I know I joke a lot about the discomforts and inconveniences of pregnancy, but truth be told, I do enjoy it -- in my own way. Granted, I'm not the sort to gush over the "beauty" of pregnancy, nor am I the sort to sit and marvel over the intimacy of the growing baby within me. However, that doesn't mean that I don't enjoy certain aspects of pregnancy, so I figured today I'd highlight a few things I like about being pregnant:
- My "spidey" senses. Especially my intensified sense of smell. For some preggos, this is annoying as it can trigger nausea, but for me, I find scents -- even typically unpleasant ones like gasoline or car exhaust -- to be intoxicating. I'm especially obsessed with cleansers and cleaning products. If there were a way for me to just sit and sniff the Bath and Body Works foaming hand soap in White Citrus all day long, I would. I also seem to really delight in brushing my teeth. It's weird, I know, but there's something really awesome about both the taste and the texture of my toothpaste that makes me LOVE brushing my teeth!
- My hair.

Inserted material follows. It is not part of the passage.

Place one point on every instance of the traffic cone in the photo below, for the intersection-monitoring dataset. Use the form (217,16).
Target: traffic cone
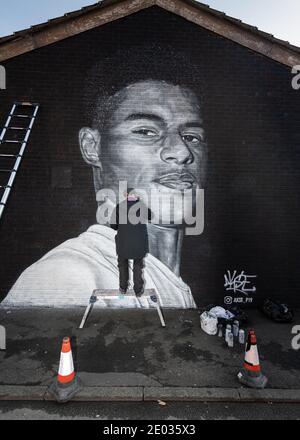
(67,384)
(251,374)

It's usually a little on the fine side, but during pregnancy, because fewer hairs are shed, my hair is thicker. Which is great. But, it also, I swear, feels softer and healthier.
- My skin too. I'm not going to claim a "glow," but my skin is softer during pregnancy and clearer. I don't normally have many issues with blemishes, but it seems that during pregnancy, I am even luckier than normal in that I don't even seem to get a blackhead.

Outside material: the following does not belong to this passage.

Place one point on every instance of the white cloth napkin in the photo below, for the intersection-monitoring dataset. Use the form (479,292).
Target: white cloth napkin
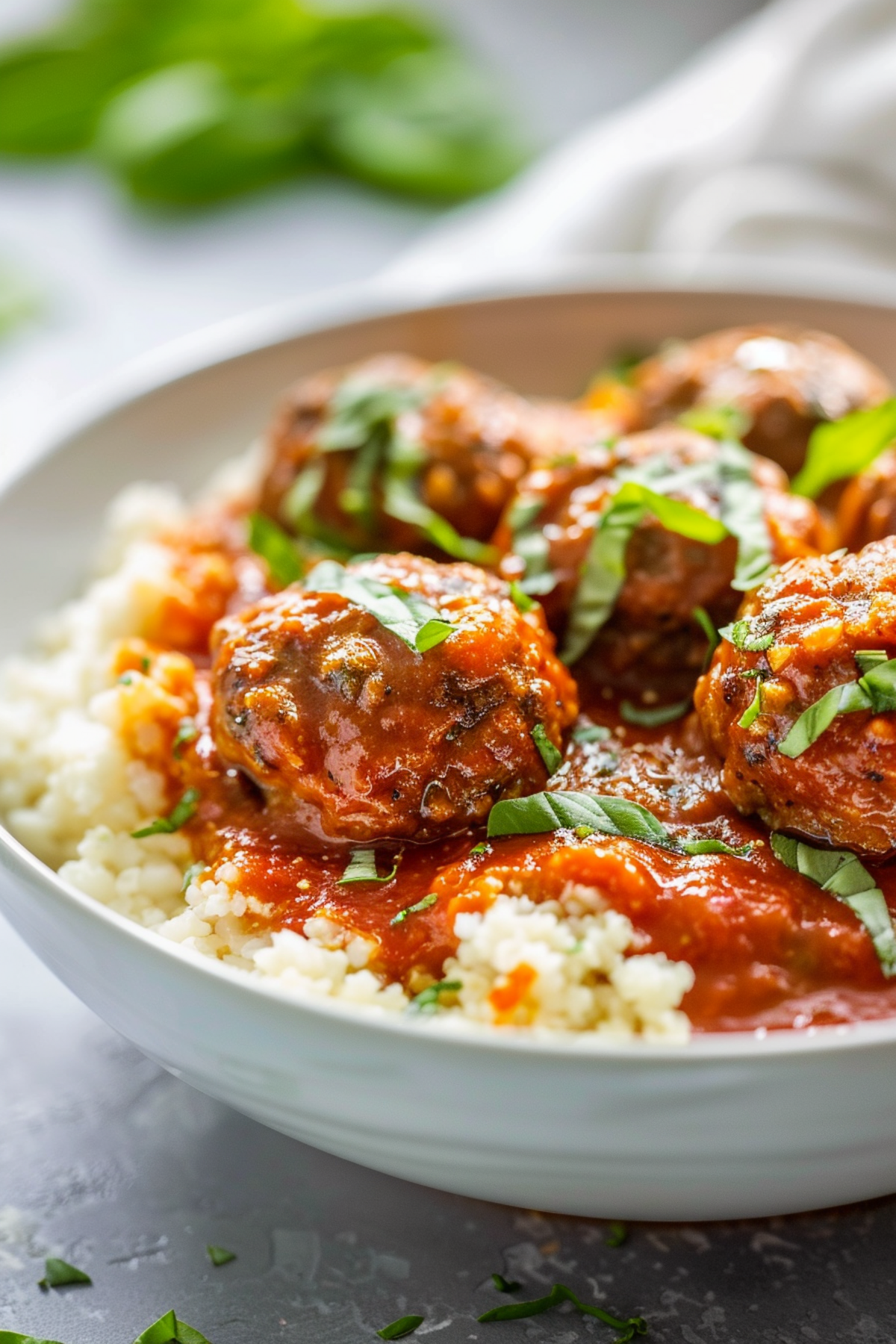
(778,141)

- My baby belly. As much as I joke and sometimes mock-complain about having to heave my giant self around, in a lot of ways, that's just hyperbole. The truth is that I really like having that belly out there. For some reason, I guess, it makes me feel both healthy and feminine. Does that make sense? I'm not sure if it does, but to me, I suppose there's a certain amount of pride in being pregnant -- there's just something about it that says "I'm healthy and strong enough for this."
- Feeling the baby move. And seeing him move, since, at this point, his movement is visible on the surface and he reacts to touch on the surface as well. Sometimes, it looks as though he's just wiggling back and forth within there.

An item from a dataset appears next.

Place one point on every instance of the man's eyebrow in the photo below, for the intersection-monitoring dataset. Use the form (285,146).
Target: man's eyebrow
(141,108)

- Having Norah cuddle my belly. We still don't think she fully grasps that I'm pregnant despite the fact that we talk to her about it, but she does seem to "know" something is up, and she's been extra cuddly with me lately. A week ago, while we were watching Sesame Street, she climbed in my lap, grabbed my arms and wrapped herself up while saying "cuddle, cuddle!" And often times, if we're lounging together, she leans against or hugs my belly.
But you may have to remind me of how sentimental I was in this post when, in a short time, I'm bitching and moaning again about being uncomfortable. I'll try to remind myself, but as is typical with a preggo, forgetfulness is a plague.